The Trojan War was a fact of history to the ancient Greeks, and stood as a stark reminder of not only the consequences of failure on the battlefield against an enemy bent on your annihilation, but that everything we hold dear in this life is ultimately protected only by the successful use of force in defense of those things. A fanatical, homicidal attacker can't be bought off by wealth, as this exchange between Achilles and Lycaon in Book 21 of the Iliad attests:

"Achilles! I hug your knees-mercy!-spare my life! I am your suppliant, Prince, you must respect me! Yours was the first bread I broke, Demeter's gift, that day you seized me in Priam's well-fenced orchard, hauled me away from father, loved ones, sold me off in holy Lemnos and I, I fetched you a hundred bulls- and once released I brought three times that price."

Achilles responds:

"Fool, don't talk to me of ransom. No more speeches. Before Patroclus met his day of destiny, true, it warmed my heart a bit to spare some Trojans: droves I took alive and auctioned off as slaves. But now not a single Trojan flees his death." (Fagles, Penguin Classics translation, page 523)

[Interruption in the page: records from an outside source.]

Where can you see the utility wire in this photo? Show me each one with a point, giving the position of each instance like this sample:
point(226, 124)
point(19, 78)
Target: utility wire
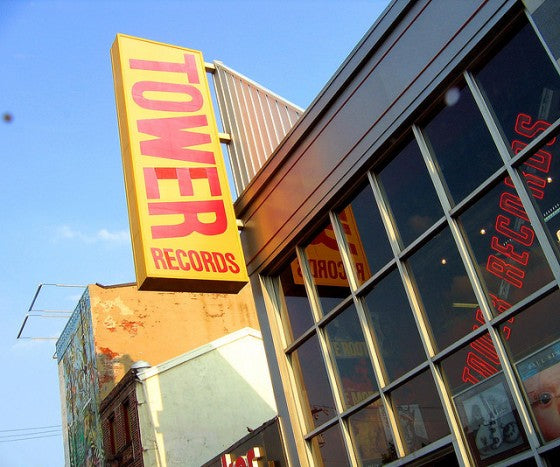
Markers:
point(30, 437)
point(19, 435)
point(31, 429)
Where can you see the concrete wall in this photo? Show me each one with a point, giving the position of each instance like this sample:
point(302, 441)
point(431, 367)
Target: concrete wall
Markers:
point(131, 325)
point(197, 405)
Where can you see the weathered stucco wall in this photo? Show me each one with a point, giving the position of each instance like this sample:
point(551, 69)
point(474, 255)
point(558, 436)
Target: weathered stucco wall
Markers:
point(131, 325)
point(200, 403)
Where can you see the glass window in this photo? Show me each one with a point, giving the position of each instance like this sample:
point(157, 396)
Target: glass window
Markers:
point(444, 288)
point(490, 421)
point(328, 448)
point(461, 142)
point(540, 173)
point(371, 435)
point(350, 353)
point(419, 411)
point(503, 241)
point(532, 339)
point(296, 310)
point(365, 235)
point(309, 370)
point(392, 322)
point(327, 269)
point(410, 193)
point(521, 85)
point(546, 14)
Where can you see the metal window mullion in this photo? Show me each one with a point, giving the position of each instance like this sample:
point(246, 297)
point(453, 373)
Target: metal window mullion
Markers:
point(451, 415)
point(371, 342)
point(323, 345)
point(515, 390)
point(539, 230)
point(527, 200)
point(420, 320)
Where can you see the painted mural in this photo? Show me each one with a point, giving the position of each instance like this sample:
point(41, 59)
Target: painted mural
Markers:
point(76, 354)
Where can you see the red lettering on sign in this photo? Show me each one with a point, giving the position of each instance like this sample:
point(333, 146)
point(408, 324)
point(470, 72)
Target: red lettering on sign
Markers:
point(173, 141)
point(190, 210)
point(188, 67)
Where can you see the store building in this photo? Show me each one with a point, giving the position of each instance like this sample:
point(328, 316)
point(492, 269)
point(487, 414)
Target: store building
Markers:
point(402, 245)
point(186, 410)
point(113, 327)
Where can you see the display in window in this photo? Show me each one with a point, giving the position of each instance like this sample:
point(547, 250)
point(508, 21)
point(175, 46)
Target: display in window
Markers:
point(327, 270)
point(461, 143)
point(540, 374)
point(410, 193)
point(351, 357)
point(371, 435)
point(490, 421)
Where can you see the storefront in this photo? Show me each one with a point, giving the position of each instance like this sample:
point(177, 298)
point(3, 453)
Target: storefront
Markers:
point(402, 244)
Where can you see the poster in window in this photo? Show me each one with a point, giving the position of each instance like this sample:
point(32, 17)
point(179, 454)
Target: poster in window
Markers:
point(490, 421)
point(540, 374)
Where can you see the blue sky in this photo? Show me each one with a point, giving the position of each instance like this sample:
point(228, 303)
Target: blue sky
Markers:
point(64, 217)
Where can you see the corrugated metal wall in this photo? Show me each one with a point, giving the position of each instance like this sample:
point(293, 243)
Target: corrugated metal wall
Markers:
point(255, 118)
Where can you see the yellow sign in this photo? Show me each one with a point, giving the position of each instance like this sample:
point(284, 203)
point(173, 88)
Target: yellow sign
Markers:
point(324, 257)
point(183, 226)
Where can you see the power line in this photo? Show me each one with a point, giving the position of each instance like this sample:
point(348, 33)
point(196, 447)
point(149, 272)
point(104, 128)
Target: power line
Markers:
point(30, 437)
point(31, 429)
point(34, 433)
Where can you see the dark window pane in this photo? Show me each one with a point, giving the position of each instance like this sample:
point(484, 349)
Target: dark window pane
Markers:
point(503, 241)
point(327, 270)
point(532, 84)
point(371, 436)
point(534, 328)
point(296, 314)
point(310, 373)
point(546, 14)
point(352, 362)
point(410, 193)
point(461, 142)
point(471, 364)
point(490, 421)
point(365, 235)
point(419, 412)
point(393, 323)
point(444, 288)
point(328, 448)
point(541, 174)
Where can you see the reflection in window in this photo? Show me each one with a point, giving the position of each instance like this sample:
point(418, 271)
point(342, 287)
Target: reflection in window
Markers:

The lesson? The failure or inability of a people to defend themselves from aggression means that they are at the complete and utter mercy of the aggressors- subject to whatever whim the latter desires.

Modern alien invasion stories are perhaps the most easily recognizable reminder in modern fiction of this fact, but they also let us see into our deepest fears. The alien invasion genre is probably more reminiscent of what we have done to each other than anything pertinent to ET- and the Trojan War is its greatest antecedent and illustration.